George Sabra à Paris pour remettre de l’ordre dans l’opposition

Article  •  Publié sur Souria Houria le 6 février 2012

28/01/2012

Pendant 42 ans, George Sabra a contesté le pouvoir des Assad à Damas, de planques en rencontres clandestines. Figure respectée de la révolution, il a quitté son pays pour Paris, refuge de l’opposition syrienne, avec pour mission d’y jouer les premiers rôles.
L’ancien militant communiste, chrétien, a grossi le flot de ces opposants qui ont fui la répression sanglante du régime de Bachar el-Assad et trouvé refuge en Turquie, au Liban et en Europe, notamment en France. Il reçoit dans un appartement parisien où il a posé ses valises à la mi-décembre après avoir traversé à pied la frontière entre la Syrie et la Jordanie. À 65 ans, il a été dépêché par l’opposition interne pour remettre de l’ordre dans le travail du CNS.

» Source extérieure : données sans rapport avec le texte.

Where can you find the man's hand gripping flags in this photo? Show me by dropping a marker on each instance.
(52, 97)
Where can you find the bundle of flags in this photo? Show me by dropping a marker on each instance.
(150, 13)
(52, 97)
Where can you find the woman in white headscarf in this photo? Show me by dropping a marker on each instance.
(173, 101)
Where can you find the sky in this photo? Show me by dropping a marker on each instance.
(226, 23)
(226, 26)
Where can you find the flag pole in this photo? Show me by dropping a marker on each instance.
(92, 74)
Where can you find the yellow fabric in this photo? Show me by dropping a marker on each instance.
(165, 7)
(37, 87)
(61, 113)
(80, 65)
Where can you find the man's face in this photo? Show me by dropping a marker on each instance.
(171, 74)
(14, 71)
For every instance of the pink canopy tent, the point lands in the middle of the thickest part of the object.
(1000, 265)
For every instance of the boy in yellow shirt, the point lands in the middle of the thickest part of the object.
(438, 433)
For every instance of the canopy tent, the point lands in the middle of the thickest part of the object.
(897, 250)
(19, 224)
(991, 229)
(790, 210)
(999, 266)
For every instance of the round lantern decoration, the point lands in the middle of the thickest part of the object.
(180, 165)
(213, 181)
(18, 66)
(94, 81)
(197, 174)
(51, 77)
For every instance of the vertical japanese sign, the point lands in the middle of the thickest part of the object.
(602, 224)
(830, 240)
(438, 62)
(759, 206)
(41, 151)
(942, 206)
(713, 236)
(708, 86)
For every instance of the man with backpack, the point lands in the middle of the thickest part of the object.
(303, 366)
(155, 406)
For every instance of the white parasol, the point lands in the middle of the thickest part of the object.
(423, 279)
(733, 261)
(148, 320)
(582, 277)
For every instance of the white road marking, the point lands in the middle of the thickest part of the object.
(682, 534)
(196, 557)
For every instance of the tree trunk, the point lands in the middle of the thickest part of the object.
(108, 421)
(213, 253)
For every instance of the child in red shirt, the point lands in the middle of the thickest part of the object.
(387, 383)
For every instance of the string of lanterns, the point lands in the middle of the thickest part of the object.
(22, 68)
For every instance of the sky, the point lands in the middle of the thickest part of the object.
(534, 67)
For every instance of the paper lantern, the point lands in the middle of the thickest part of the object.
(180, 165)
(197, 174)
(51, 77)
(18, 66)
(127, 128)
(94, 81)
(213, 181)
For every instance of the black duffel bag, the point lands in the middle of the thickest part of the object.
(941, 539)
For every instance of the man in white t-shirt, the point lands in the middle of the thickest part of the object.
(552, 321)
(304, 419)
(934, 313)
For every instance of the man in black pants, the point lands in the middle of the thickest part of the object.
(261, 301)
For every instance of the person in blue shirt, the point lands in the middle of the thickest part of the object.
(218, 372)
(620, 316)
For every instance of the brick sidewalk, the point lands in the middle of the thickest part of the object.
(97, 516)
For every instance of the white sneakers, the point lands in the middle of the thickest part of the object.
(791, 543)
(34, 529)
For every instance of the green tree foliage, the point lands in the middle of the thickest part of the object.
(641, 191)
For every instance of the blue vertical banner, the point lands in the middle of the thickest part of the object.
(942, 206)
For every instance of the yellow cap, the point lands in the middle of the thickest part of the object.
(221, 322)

« Le CNS est parfois comme paralysé. Il va trop lentement par rapport à ce qui se passe en Syrie », estime-t-il à l’AFP en sirotant un café à la cardamome. « Il faut des réponses plus rapides et plus de soutien du Conseil national syrien. Nous avons besoin de nourriture, de médicaments ». Candidat pour succéder à Burhan Ghalioun, M. Sabra déplore le « manque de coordination » et la cacophonie qui prend parfois le conseil. « Il y a tellement de personnes qui font des déclarations », relève-t-il. « Il faut que la responsabilité des déclarations soit confiée à des personnes définies. » « Politiquement, le Conseil a réussi. Mais concernant l’argent, l’aide aux civils, c’est un échec », déplore-t-il.

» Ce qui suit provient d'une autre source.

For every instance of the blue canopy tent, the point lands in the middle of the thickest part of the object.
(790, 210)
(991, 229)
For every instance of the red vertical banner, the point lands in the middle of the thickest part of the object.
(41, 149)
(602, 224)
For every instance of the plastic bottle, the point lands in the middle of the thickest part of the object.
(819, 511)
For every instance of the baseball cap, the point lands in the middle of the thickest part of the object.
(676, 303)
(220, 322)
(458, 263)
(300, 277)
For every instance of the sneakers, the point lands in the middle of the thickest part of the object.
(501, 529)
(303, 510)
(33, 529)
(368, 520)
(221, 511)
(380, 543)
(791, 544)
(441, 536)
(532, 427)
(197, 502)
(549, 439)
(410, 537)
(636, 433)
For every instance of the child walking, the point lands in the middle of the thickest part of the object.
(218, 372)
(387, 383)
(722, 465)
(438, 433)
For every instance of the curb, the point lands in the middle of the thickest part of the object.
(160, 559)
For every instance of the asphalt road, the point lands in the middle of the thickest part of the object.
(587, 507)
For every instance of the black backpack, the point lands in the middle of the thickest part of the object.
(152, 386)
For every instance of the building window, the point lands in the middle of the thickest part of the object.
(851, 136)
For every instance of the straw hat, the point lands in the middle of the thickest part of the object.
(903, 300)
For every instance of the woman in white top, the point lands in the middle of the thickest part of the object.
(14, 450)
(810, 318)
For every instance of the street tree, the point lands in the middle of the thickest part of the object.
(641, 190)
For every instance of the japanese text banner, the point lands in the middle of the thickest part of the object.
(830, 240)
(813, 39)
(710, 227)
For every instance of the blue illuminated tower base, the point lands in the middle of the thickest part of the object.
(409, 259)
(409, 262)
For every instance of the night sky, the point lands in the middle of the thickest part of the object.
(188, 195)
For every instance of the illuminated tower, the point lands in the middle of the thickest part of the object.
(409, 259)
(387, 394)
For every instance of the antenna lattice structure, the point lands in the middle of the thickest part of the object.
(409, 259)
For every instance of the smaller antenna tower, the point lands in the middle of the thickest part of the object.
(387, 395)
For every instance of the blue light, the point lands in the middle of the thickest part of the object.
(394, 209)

Depuis sa création à l’automne, le CNS s’est toujours gardé d’évoquer une intervention étrangère alors que la rue syrienne se faisait, elle, de plus en plus insistante. « Nous devons prendre une décision claire. Les Syriens ont besoin d’être protégés contre les bombes, contre les tueries quotidiennes », estime l’opposant. « Notre devoir est de trouver les moyens et les méthodes pour arriver à cela. L’ONU est un bon endroit pour en discuter, surtout depuis que la Ligue arabe a introduit cette question au Conseil de sécurité », souligne-t-il.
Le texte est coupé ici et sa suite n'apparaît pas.